Fidelity Investments estimated last year that the average 65-year-old couple who retired in 2016 would need about $260,000 to pay for lifetime medical expenses. That amount would go toward costs like health insurance premiums and co-payments and out-of-pocket medical expenses.

The couple would need an additional $130,000 for long-term care expenses.

The AP reports that about 3 in 4 Americans ages 40 and older have misperceptions about long-term care costs, however. Notably, they tend to underestimate the cost of nursing home care. And it is more expensive than care from assisted living communities or in-home aides, with long-term care costs ranging from $6,000 to $8,000 per month.

Who covers long-term care costs?

One way to cover the cost of long-term care is to buy long-term care insurance. Money Talks News founder Stacy Johnson details the pros and cons of it, as well as who needs to buy it, in “Ask Stacy: Should I Buy Long-Term Care Insurance?

Medicare, the federally subsidized health insurance program for seniors, does not cover the cost of most care received from nursing homes, assisted living facilities, or home health care aides.

So, without long-term care insurance, seniors may be left to tap retirement savings or burden family. Few seniors seem aware of this, however. Consider these findings from the AP-NORC survey:

  • 57 percent of Americans over age 39 expect to rely on Medicare quite a bit, or completely, for ongoing living assistance.
  • Over half of older Americans expect to rely heavily on Social Security to cover long-term care costs.

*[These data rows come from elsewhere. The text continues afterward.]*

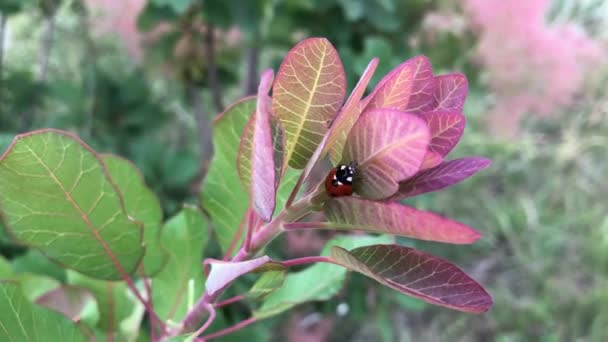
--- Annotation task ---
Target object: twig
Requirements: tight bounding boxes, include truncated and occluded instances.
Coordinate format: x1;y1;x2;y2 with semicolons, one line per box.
202;317;257;341
213;295;245;309
38;13;56;82
187;84;213;179
0;13;6;104
205;24;224;112
243;43;260;96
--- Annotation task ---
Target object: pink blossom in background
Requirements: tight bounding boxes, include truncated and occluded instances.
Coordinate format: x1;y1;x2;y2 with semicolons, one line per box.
85;0;146;61
464;0;602;136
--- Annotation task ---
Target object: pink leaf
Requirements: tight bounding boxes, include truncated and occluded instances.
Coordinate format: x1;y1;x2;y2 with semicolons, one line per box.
323;197;481;244
272;38;346;169
363;56;435;112
322;58;378;164
250;69;277;221
36;285;94;322
391;157;491;201
421;112;465;156
419;150;443;172
205;255;270;296
342;109;430;199
331;245;492;313
434;74;469;113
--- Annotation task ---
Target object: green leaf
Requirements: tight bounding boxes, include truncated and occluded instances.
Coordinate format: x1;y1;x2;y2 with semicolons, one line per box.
0;130;143;280
68;271;143;338
331;245;492;313
102;154;167;275
0;282;88;342
272;38;346;169
152;206;209;322
253;235;393;319
201;97;256;251
247;270;286;299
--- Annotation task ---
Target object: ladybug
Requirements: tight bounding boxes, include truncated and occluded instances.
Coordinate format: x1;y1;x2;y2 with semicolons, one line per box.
325;162;357;197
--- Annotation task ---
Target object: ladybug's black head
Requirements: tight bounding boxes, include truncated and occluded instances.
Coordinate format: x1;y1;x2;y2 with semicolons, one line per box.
334;162;357;185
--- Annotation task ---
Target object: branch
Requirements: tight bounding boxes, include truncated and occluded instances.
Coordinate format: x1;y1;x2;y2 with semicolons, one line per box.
0;13;6;104
202;317;257;341
243;43;260;96
38;13;56;82
205;24;224;112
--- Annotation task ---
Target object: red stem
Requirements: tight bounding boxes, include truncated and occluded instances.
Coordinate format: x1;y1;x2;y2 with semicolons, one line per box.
193;304;215;341
213;295;245;309
202;317;257;341
243;205;256;251
283;222;330;230
281;256;335;267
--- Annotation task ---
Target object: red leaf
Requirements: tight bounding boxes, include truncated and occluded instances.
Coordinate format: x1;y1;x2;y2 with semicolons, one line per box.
250;69;277;221
342;109;430;199
331;245;492;313
391;157;492;201
363;56;435;112
323;197;481;244
434;74;469;113
421;112;465;157
272;38;346;169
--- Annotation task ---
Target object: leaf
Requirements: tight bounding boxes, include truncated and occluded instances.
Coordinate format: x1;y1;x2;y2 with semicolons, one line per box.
102;154;167;275
0;282;88;342
342;109;430;199
36;285;95;322
253;235;393;319
68;271;143;338
152;206;209;321
0;129;143;280
391;157;492;201
247;270;286;299
326;58;378;165
434;74;469;113
323;197;481;244
201;97;256;252
331;245;492;313
272;38;346;169
205;255;270;296
420;112;466;156
250;69;277;222
362;56;435;112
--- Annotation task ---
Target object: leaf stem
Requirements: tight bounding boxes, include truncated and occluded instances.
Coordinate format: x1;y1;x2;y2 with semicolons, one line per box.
213;295;245;308
281;256;335;267
202;317;257;341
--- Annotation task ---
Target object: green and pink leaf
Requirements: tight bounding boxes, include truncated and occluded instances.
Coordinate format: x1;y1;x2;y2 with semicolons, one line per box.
391;157;492;201
342;109;430;199
331;245;492;313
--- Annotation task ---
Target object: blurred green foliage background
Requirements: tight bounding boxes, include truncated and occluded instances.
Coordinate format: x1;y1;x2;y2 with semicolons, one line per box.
0;0;608;341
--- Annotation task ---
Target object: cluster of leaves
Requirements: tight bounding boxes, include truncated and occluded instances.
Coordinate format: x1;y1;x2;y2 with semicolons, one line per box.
0;38;492;341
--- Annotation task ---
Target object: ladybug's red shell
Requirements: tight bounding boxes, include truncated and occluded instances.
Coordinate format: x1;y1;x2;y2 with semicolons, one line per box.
325;163;356;197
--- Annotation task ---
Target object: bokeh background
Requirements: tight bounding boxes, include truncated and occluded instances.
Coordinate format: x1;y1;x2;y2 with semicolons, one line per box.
0;0;608;342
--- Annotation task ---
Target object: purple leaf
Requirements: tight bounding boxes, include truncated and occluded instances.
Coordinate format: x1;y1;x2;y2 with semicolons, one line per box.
420;112;466;156
434;74;469;113
36;285;94;322
250;69;277;222
205;255;270;296
323;197;481;244
362;56;435;112
321;58;378;165
292;58;378;203
418;150;443;172
342;109;430;199
331;245;492;313
391;157;492;201
272;38;346;169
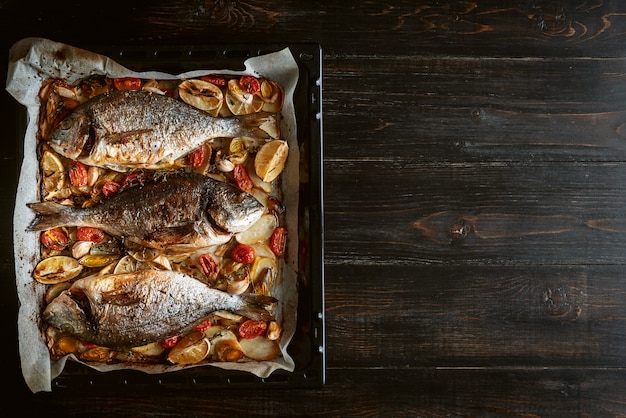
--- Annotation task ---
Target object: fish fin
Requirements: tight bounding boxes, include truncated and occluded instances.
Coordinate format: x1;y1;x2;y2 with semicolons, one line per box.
237;112;280;139
237;293;277;321
27;202;73;231
145;224;196;244
107;129;154;144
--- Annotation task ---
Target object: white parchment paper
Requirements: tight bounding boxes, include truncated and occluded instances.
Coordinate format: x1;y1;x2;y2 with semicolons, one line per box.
6;38;299;392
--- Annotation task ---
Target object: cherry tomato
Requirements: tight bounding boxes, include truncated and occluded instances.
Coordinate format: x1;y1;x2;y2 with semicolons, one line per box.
199;254;220;279
193;319;211;331
121;171;147;189
113;77;141;90
200;75;228;87
161;335;180;348
239;75;261;94
233;164;254;192
41;228;67;251
52;109;71;129
102;181;120;197
69;161;88;187
76;226;104;244
186;146;206;168
269;226;287;257
230;244;255;264
238;319;267;339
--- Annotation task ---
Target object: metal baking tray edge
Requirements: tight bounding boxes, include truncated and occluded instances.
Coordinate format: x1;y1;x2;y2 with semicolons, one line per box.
17;42;326;392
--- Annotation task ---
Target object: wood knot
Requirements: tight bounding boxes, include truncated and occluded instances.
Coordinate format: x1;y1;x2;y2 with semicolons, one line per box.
541;286;583;321
450;219;472;242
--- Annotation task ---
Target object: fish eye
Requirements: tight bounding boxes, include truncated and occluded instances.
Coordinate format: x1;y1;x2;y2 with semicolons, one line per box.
60;322;75;334
59;118;72;131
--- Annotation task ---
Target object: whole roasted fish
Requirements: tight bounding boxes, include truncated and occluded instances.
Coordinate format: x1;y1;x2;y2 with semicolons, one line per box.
49;90;278;171
43;270;275;348
28;173;264;250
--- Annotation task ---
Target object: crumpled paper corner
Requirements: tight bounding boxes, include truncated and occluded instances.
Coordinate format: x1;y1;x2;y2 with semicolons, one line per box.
6;38;300;392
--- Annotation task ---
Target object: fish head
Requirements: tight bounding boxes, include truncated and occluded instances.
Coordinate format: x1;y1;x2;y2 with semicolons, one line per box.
43;290;93;341
207;188;265;233
49;109;95;160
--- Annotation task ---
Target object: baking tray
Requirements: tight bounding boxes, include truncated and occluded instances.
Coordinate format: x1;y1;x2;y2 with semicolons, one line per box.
18;42;326;392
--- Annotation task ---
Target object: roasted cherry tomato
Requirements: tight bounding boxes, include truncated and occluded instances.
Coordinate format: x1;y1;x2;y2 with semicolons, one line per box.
233;164;254;192
269;226;287;257
200;75;228;87
41;228;67;251
69;161;88;187
230;244;255;264
80;341;98;348
113;77;141;90
186;146;206;168
199;254;220;280
239;319;267;339
102;181;120;197
76;226;104;244
161;335;180;348
239;75;261;94
193;319;211;331
121;171;147;189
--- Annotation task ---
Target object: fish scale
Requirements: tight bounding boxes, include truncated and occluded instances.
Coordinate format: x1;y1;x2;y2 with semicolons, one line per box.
29;173;265;250
43;270;276;348
49;90;278;172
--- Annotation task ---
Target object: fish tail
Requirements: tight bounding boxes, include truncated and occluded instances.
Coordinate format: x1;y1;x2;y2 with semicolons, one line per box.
27;202;74;231
237;112;280;139
237;293;276;321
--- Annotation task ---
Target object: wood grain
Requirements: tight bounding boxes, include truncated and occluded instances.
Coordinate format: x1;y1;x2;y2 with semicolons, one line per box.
0;0;626;417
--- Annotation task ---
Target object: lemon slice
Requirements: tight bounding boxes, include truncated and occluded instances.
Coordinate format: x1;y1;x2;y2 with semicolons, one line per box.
41;150;67;200
178;80;224;116
167;331;211;364
260;80;285;113
254;139;289;182
33;255;83;284
224;79;265;115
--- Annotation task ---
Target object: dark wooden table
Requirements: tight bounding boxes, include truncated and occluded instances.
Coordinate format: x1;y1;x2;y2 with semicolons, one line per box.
0;0;626;417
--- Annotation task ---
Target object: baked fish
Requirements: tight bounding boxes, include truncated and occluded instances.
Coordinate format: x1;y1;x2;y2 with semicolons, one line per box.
28;173;264;250
49;90;278;171
43;270;275;348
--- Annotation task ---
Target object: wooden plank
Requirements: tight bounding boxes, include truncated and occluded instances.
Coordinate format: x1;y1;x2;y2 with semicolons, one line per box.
0;0;626;57
11;368;626;418
133;0;626;56
325;160;626;265
324;55;626;161
326;263;626;368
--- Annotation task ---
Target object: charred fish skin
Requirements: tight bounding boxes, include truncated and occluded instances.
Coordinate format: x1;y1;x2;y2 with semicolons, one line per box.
49;90;278;171
29;173;265;249
43;270;275;348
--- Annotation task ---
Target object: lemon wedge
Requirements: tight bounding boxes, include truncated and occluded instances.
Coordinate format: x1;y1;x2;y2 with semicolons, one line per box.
254;139;289;182
178;80;224;116
41;150;67;200
167;331;211;364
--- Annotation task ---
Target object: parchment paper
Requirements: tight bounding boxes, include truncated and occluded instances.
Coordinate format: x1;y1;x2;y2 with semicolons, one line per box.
6;38;299;392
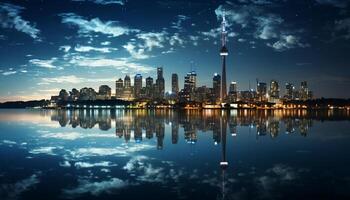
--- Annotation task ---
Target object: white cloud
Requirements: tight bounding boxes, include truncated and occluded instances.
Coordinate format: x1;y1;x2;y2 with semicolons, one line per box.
70;144;153;158
60;13;139;37
2;71;17;76
169;33;185;46
59;45;71;53
64;178;128;197
171;15;189;31
123;42;150;59
74;161;117;168
136;31;168;51
0;3;40;41
255;15;283;40
70;57;154;73
101;41;111;46
42;75;85;84
0;174;39;199
315;0;349;8
73;0;125;5
335;18;350;39
267;35;310;51
74;45;117;53
29;147;62;155
29;58;61;69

However, the average Social Security payment is only $1,348 per month.
  • Only 16 percent of older Americans expect to rely on long-term care insurance.

To make matters worse, few older Americans plan for their ongoing assistance needs. For example, the survey found that two-thirds of them have done no planning or only a little planning.

Depending on your age and financial situation, it might be time to look at long-term care insurance. As we point out in “Retirement Is Coming — Make These Money Moves in Your 50s,” it’s a purchase best made by sometime in your 50s:

“If you are going to buy long-term care insurance, which pays some or most costs should you become unable to care for yourself, your 50s are the years to do it. Wait much longer and premiums become prohibitively expensive. Also, you could develop health problems that could disqualify you for coverage.”